Katniss's face lit up when she saw what he was holding. She snatched the box away from him and tore the wrapping off. "I forgot that came out today!" she said excitedly.

It was the movie adaptation of one of Katniss's favorite novels, a German book called Die Tribute von Panem that had been a huge hit when it was translated into English. The protagonist was a badass female weapons expert who proudly proclaimed her opposition to marrying and was disdainful of efforts to beautify her with fancy makeup and hairstyles. The character was the perfect antidote to the helpless damsel-in-distress they had been watching earlier, and by all accounts the actress chosen to play her in the movie had done an incredible job.

Katniss had eagerly awaited the movie's release, but the spring had been so busy for them, with her park opening new trails and him getting the new bakery up and running and Prim graduating medical school, somehow they hadn't gotten out to see it. Katniss never said anything, but he knew she had been disappointed. So he had reserved his copy of the DVD a month earlier, to make sure he could bring it home for her the day it was finally released.

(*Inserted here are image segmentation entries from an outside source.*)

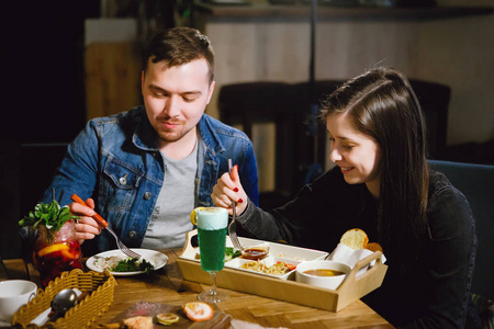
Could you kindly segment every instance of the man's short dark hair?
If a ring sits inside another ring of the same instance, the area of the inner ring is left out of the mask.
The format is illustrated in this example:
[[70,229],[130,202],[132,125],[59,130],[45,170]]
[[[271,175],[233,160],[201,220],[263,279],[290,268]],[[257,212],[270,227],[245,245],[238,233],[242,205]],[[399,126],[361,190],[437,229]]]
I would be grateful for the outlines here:
[[214,52],[207,36],[192,27],[173,27],[157,33],[144,57],[144,70],[148,60],[166,61],[168,67],[181,66],[197,59],[205,59],[210,69],[210,83],[214,80]]

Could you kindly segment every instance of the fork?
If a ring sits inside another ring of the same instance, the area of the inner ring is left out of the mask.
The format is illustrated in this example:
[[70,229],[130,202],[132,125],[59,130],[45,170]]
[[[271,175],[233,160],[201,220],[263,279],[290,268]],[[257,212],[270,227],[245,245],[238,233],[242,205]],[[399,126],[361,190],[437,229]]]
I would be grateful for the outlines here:
[[[228,171],[229,174],[232,175],[232,159],[228,159]],[[232,222],[228,225],[228,235],[229,235],[229,239],[232,240],[232,243],[234,245],[235,249],[242,250],[242,246],[240,246],[240,241],[238,241],[238,237],[237,237],[237,223],[235,222],[235,218],[237,217],[236,214],[236,202],[232,201],[232,212],[233,212],[233,216],[232,216]]]
[[[83,202],[82,198],[80,198],[79,195],[77,195],[77,194],[72,194],[72,196],[71,196],[70,198],[71,198],[72,201],[75,201],[75,202],[81,204],[81,205],[88,206],[88,205],[86,204],[86,202]],[[108,226],[108,222],[104,220],[103,217],[101,217],[99,214],[94,213],[94,215],[92,216],[92,218],[93,218],[96,222],[98,222],[99,225],[101,225],[103,228],[105,228],[109,232],[112,234],[112,236],[113,236],[113,237],[115,238],[115,240],[116,240],[116,246],[119,247],[120,251],[122,251],[123,253],[125,253],[126,256],[128,256],[128,257],[131,257],[131,258],[137,258],[137,259],[141,258],[141,254],[138,254],[137,252],[134,252],[134,251],[132,251],[131,249],[128,249],[127,246],[125,246],[125,245],[119,239],[119,237],[117,237],[116,234],[113,231],[113,229],[111,229],[111,228]]]

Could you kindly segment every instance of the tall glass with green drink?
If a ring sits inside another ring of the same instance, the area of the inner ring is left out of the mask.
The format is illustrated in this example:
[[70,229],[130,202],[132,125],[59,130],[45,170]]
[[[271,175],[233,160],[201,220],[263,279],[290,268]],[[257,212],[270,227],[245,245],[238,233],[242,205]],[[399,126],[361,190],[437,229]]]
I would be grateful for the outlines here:
[[216,287],[216,273],[223,270],[225,259],[226,226],[228,212],[220,207],[204,207],[195,209],[198,225],[199,253],[201,268],[210,273],[212,287],[198,295],[198,298],[207,303],[217,303],[228,298],[224,292]]

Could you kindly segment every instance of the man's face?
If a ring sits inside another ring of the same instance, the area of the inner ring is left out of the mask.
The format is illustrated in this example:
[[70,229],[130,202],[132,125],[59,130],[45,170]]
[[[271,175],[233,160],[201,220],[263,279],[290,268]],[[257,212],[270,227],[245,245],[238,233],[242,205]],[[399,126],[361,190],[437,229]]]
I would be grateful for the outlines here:
[[159,146],[195,138],[194,127],[214,90],[205,59],[169,68],[165,61],[148,60],[141,88],[147,117],[158,135]]

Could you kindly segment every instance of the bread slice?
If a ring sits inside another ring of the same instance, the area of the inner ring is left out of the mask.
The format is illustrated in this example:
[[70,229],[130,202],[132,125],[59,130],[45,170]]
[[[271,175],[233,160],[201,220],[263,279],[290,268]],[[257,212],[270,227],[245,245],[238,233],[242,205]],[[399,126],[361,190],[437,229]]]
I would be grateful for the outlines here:
[[367,234],[360,228],[352,228],[347,230],[339,240],[340,243],[344,243],[350,247],[353,250],[364,249],[367,243],[369,242],[369,238]]
[[153,318],[136,316],[123,320],[124,325],[130,329],[153,329]]
[[378,242],[369,242],[369,243],[367,243],[366,249],[369,249],[369,250],[372,251],[372,252],[375,252],[375,251],[379,250],[379,251],[381,251],[382,253],[384,253],[384,251],[382,250],[381,245],[379,245]]

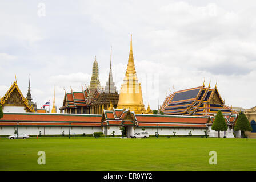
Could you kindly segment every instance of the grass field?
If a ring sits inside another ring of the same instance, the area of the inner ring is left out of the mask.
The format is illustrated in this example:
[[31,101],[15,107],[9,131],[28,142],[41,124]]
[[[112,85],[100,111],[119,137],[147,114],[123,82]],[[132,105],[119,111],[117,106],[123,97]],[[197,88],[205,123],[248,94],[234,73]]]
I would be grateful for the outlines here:
[[[217,165],[209,163],[210,151]],[[0,170],[256,170],[256,139],[1,138]]]

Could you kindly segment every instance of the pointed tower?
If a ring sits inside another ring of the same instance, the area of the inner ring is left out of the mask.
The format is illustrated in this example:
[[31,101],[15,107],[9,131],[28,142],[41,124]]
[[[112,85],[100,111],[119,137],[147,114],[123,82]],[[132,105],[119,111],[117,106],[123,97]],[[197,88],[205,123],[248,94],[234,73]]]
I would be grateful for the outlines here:
[[113,77],[112,76],[112,46],[111,46],[110,51],[110,68],[109,69],[109,80],[106,83],[105,90],[105,93],[115,93],[115,83],[113,81]]
[[123,84],[121,86],[117,109],[125,108],[135,113],[142,113],[145,111],[143,103],[141,84],[135,69],[133,54],[133,44],[131,35],[130,54]]
[[31,97],[30,73],[29,73],[29,88],[27,89],[27,102],[29,103],[29,105],[31,105],[33,102],[32,102],[32,97]]
[[95,61],[93,65],[93,73],[91,74],[91,82],[89,86],[89,98],[91,98],[97,87],[100,86],[99,78],[99,65],[96,61],[96,56],[95,56]]
[[54,94],[53,96],[53,109],[51,109],[51,113],[57,113],[56,107],[55,106],[55,87],[54,87]]

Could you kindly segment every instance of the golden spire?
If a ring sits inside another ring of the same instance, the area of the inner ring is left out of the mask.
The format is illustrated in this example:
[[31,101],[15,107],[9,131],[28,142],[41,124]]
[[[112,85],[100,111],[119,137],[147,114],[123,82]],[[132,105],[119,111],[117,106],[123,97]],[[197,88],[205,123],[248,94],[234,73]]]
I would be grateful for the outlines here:
[[133,59],[133,42],[132,35],[131,34],[131,43],[130,44],[130,53],[129,58],[128,60],[128,64],[127,65],[126,72],[125,73],[125,80],[138,80],[136,74],[136,70],[135,69],[134,60]]
[[54,86],[54,94],[53,96],[53,109],[51,109],[51,113],[57,113],[56,108],[55,106],[55,86]]
[[141,114],[145,110],[141,84],[138,81],[133,54],[131,35],[130,53],[123,84],[121,85],[117,109],[127,109]]
[[112,99],[110,100],[110,105],[109,105],[109,108],[107,108],[107,110],[113,110],[114,108],[113,105],[112,104]]
[[15,75],[15,78],[14,78],[14,83],[17,82],[17,77],[16,76],[16,74]]

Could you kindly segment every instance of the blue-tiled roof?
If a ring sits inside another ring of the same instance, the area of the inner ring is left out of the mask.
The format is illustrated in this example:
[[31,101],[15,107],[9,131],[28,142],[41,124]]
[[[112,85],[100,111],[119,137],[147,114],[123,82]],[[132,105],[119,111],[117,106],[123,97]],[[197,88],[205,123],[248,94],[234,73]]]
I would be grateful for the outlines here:
[[200,89],[198,89],[177,93],[174,95],[171,102],[195,98],[199,91]]

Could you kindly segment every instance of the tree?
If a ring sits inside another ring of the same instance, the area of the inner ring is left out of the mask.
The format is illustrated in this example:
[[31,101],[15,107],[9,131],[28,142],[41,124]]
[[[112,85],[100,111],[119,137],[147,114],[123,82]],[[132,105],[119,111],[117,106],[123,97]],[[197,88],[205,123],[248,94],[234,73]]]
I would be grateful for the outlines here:
[[227,125],[226,123],[225,119],[222,115],[221,111],[219,110],[214,118],[211,129],[218,131],[218,137],[220,137],[219,132],[227,130]]
[[0,105],[0,119],[3,117],[3,112],[2,109],[2,106]]
[[245,138],[245,131],[251,131],[253,129],[248,119],[245,115],[245,113],[241,112],[238,115],[237,122],[235,125],[235,131],[239,130],[241,131],[241,135],[243,138]]

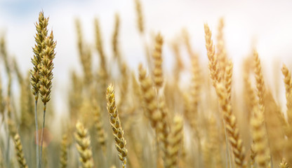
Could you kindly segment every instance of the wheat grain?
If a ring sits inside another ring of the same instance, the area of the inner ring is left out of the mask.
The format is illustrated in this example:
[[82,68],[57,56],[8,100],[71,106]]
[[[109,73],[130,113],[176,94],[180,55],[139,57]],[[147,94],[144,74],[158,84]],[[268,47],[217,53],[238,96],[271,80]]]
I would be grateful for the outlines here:
[[109,114],[109,122],[116,142],[116,148],[119,152],[119,158],[123,162],[123,168],[126,167],[126,158],[128,150],[126,148],[126,141],[124,137],[124,130],[121,126],[119,113],[116,106],[114,87],[109,85],[107,89],[107,111]]
[[157,90],[162,87],[164,82],[163,70],[162,70],[162,45],[164,41],[160,34],[155,37],[154,50],[152,53],[154,69],[153,69],[153,81]]
[[76,132],[74,134],[77,141],[76,147],[79,153],[79,161],[83,168],[93,168],[93,159],[91,148],[91,139],[88,131],[83,124],[77,122],[76,124]]

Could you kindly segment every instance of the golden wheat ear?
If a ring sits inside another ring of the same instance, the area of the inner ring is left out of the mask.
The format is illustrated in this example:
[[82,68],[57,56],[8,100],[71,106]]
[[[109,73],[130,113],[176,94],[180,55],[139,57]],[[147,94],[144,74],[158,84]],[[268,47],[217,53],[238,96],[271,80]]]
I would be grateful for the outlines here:
[[79,161],[83,168],[93,167],[93,159],[91,147],[91,139],[87,129],[84,125],[77,122],[76,124],[75,140],[77,142],[76,147],[79,153]]
[[119,158],[123,162],[123,168],[126,167],[128,150],[126,148],[126,141],[124,137],[124,130],[121,125],[118,110],[116,106],[114,86],[109,85],[107,89],[107,111],[109,115],[109,122],[114,136],[116,148],[119,152]]

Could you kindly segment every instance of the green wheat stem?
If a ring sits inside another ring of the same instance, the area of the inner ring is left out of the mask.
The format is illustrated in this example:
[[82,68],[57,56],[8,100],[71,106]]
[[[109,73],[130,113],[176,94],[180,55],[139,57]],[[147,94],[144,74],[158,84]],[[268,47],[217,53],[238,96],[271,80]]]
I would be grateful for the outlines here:
[[43,153],[43,140],[44,140],[44,128],[45,127],[45,120],[46,120],[46,104],[44,104],[44,115],[43,115],[43,127],[41,128],[41,150],[40,150],[40,155],[39,155],[39,168],[41,167],[41,155]]
[[35,97],[35,101],[34,101],[34,120],[36,123],[36,167],[39,166],[39,124],[37,122],[37,99],[38,96]]

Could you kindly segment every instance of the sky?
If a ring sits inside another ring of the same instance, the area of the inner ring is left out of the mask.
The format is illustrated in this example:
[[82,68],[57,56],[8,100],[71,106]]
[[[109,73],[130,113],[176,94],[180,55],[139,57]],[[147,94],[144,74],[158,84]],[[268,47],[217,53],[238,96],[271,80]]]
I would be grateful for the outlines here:
[[[118,13],[121,22],[119,41],[123,56],[134,69],[144,60],[133,1],[0,0],[0,34],[5,35],[9,54],[17,58],[22,72],[26,74],[32,67],[30,58],[33,56],[34,23],[39,13],[44,10],[45,16],[50,18],[48,27],[53,29],[57,41],[53,70],[55,93],[52,99],[57,104],[57,111],[62,111],[66,108],[64,104],[67,103],[69,73],[73,69],[81,70],[76,48],[76,18],[80,20],[84,38],[90,46],[95,43],[93,20],[96,18],[100,20],[105,52],[112,55],[114,18]],[[241,66],[253,45],[267,76],[273,71],[276,61],[280,66],[284,62],[292,69],[291,1],[141,0],[141,3],[147,35],[161,32],[164,38],[166,64],[173,62],[169,44],[182,28],[190,32],[193,49],[202,59],[206,59],[204,24],[209,24],[215,38],[219,18],[223,17],[227,54],[234,67]]]

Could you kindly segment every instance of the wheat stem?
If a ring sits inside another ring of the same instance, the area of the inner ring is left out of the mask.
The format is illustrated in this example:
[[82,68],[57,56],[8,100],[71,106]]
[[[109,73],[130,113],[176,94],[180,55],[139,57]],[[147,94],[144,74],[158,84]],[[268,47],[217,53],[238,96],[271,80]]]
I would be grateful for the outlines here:
[[41,155],[43,153],[43,141],[44,141],[44,128],[45,127],[45,120],[46,120],[46,104],[44,104],[44,115],[43,115],[43,126],[41,127],[41,150],[40,150],[40,155],[39,155],[39,168],[41,167]]
[[37,122],[37,96],[35,97],[35,101],[34,101],[34,120],[36,123],[36,167],[39,166],[39,124]]

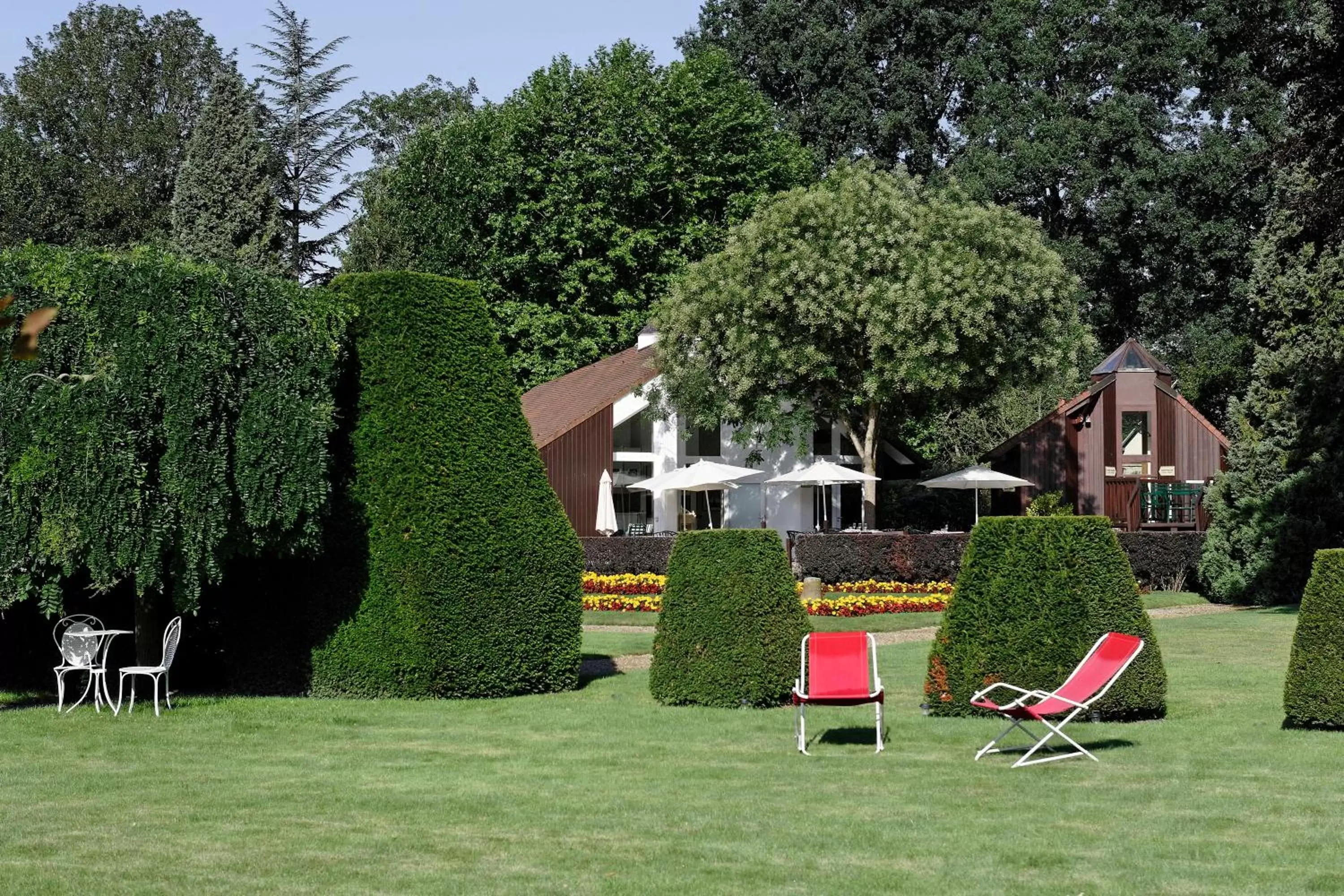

He pressed a quick kiss to her temple as she read the small booklet that had come with the movie disc. "How about I go make a fresh batch of popcorn? And maybe some hot chocolate?"

She turned and looked up at him with a smile so full of love that it took his breath away. "That sounds wonderful."

He gave her a quick peck on the lips, almost feeling bad for what he was about to do. "And while I'm doing that, you can pick up all this popcorn you spilled," he said, and quickly fled to the kitchen.

"That's not funny, Peeta!" he heard her yell from the other room.